Männer sind übrigens seltener pflegebedürftig. Kann ich jetzt mich über die Ungleichbehandlung aufregen (kleiner Scherz am Rande)...
Titel: Re: Die Qualen mit den Wahlen - Der Politikthread
Beitrag von: kn0xv1lle am 27.Mai 2026, 12:35:54
Oh ja die armen normalen Arbeiter die Reichensteuern zahlen müssen, mit ihrem Verdients aufwärts der 277.826 Euro im Jahr.  Das würde wirklich den armen normalen Arbeiter treffen der kaum weiß wie er über die Runde kommt.  ::)
Von mir aus kann man gerne im Süden Deutschland Feiertage streichen. Streicht ruhig gleich die bis zu 4 Feiertage mehr in Bayern und bringt alle auf das gleiche Niveau von uns Niedersachsen mit 10. 

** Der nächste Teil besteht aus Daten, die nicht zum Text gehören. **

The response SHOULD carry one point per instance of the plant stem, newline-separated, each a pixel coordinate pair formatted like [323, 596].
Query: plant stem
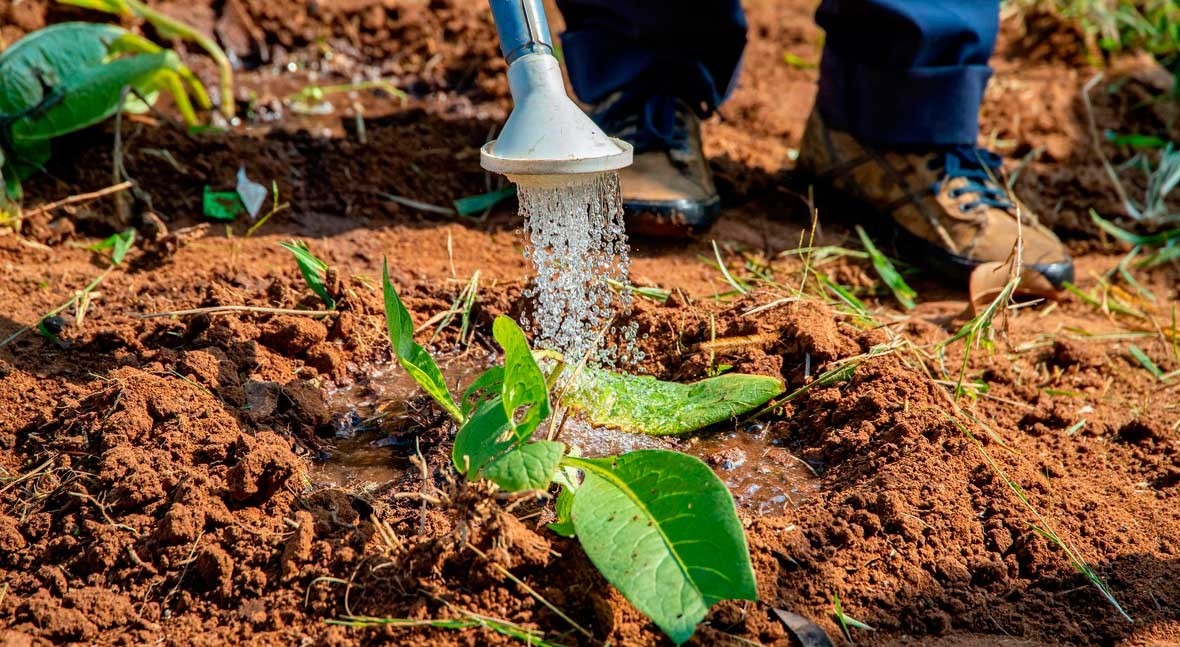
[59, 308]
[187, 32]
[230, 309]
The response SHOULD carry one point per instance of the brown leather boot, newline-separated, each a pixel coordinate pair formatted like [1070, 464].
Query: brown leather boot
[945, 204]
[668, 191]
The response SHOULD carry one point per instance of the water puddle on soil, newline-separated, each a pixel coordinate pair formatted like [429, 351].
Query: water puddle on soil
[368, 452]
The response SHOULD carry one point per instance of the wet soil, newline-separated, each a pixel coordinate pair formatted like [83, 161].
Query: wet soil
[189, 479]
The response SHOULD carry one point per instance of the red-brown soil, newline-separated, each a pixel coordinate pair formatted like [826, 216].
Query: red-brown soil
[157, 476]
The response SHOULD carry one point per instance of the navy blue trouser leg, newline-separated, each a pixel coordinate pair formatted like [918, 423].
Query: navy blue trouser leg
[906, 71]
[893, 71]
[688, 48]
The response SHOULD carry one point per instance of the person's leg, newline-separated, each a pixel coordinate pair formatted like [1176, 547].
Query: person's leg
[651, 69]
[906, 71]
[684, 48]
[896, 124]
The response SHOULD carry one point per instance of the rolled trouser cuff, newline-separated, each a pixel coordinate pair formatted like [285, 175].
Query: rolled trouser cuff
[602, 63]
[908, 106]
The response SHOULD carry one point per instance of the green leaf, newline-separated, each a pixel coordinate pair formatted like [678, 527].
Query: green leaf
[525, 392]
[482, 437]
[313, 269]
[412, 357]
[87, 98]
[644, 404]
[477, 204]
[109, 6]
[530, 466]
[1135, 139]
[119, 243]
[1146, 361]
[889, 274]
[489, 381]
[661, 527]
[35, 65]
[223, 206]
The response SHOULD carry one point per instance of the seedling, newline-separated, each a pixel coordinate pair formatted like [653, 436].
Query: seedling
[74, 74]
[660, 525]
[846, 621]
[313, 269]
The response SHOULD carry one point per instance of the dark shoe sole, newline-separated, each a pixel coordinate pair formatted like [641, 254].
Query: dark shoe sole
[680, 219]
[917, 250]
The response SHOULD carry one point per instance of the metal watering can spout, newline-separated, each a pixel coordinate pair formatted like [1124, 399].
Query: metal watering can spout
[546, 134]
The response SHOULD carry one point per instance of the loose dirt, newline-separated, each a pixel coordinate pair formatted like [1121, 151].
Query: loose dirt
[179, 479]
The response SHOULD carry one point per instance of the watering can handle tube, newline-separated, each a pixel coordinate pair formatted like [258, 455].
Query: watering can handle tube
[522, 27]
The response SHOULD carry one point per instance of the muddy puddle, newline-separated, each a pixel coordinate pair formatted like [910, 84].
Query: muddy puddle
[369, 450]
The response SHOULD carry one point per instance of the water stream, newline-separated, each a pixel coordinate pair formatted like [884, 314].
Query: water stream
[576, 242]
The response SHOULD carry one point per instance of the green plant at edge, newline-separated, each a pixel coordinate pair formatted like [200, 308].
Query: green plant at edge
[659, 524]
[71, 76]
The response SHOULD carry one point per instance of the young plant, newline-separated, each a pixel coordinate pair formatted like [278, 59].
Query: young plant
[313, 269]
[74, 74]
[660, 525]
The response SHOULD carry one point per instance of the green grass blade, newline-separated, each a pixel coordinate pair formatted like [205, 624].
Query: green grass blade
[412, 357]
[313, 269]
[889, 274]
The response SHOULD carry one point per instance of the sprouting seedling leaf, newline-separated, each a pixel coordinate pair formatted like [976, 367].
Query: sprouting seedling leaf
[223, 206]
[889, 274]
[641, 520]
[524, 390]
[484, 435]
[250, 193]
[479, 203]
[845, 620]
[118, 243]
[412, 357]
[1134, 139]
[1146, 361]
[644, 404]
[529, 466]
[314, 272]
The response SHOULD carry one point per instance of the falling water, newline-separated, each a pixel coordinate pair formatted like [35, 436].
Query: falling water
[574, 224]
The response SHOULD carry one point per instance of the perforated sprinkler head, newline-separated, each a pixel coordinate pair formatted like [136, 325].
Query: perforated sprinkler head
[546, 134]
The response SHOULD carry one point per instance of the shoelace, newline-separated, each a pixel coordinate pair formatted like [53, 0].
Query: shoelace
[657, 124]
[979, 168]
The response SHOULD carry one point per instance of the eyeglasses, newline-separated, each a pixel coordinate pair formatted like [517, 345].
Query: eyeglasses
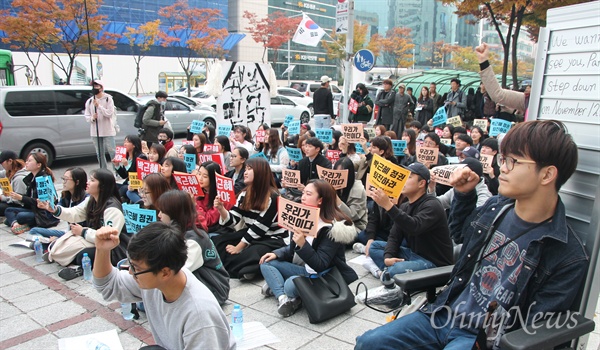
[511, 161]
[134, 273]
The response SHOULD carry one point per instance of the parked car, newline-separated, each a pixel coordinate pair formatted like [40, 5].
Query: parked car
[282, 106]
[181, 115]
[298, 97]
[50, 119]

Aber ja am Ende des Tages wird man an die Milliardäre nicht rankommen. Die unzähligen Stiftungen gibt es ja nicht aus Gutmenschlichkeit. Die reichen wissen wie sie ihr Geld vor dem Staat in Sicherheit bringen können. Leider ist das nur Populismus. Man könnte ja mal Inventur in den Bankschließfächern der Nation machen und schauen was man da so für undokumentierte Geld und Gold Schätze findet.  ::)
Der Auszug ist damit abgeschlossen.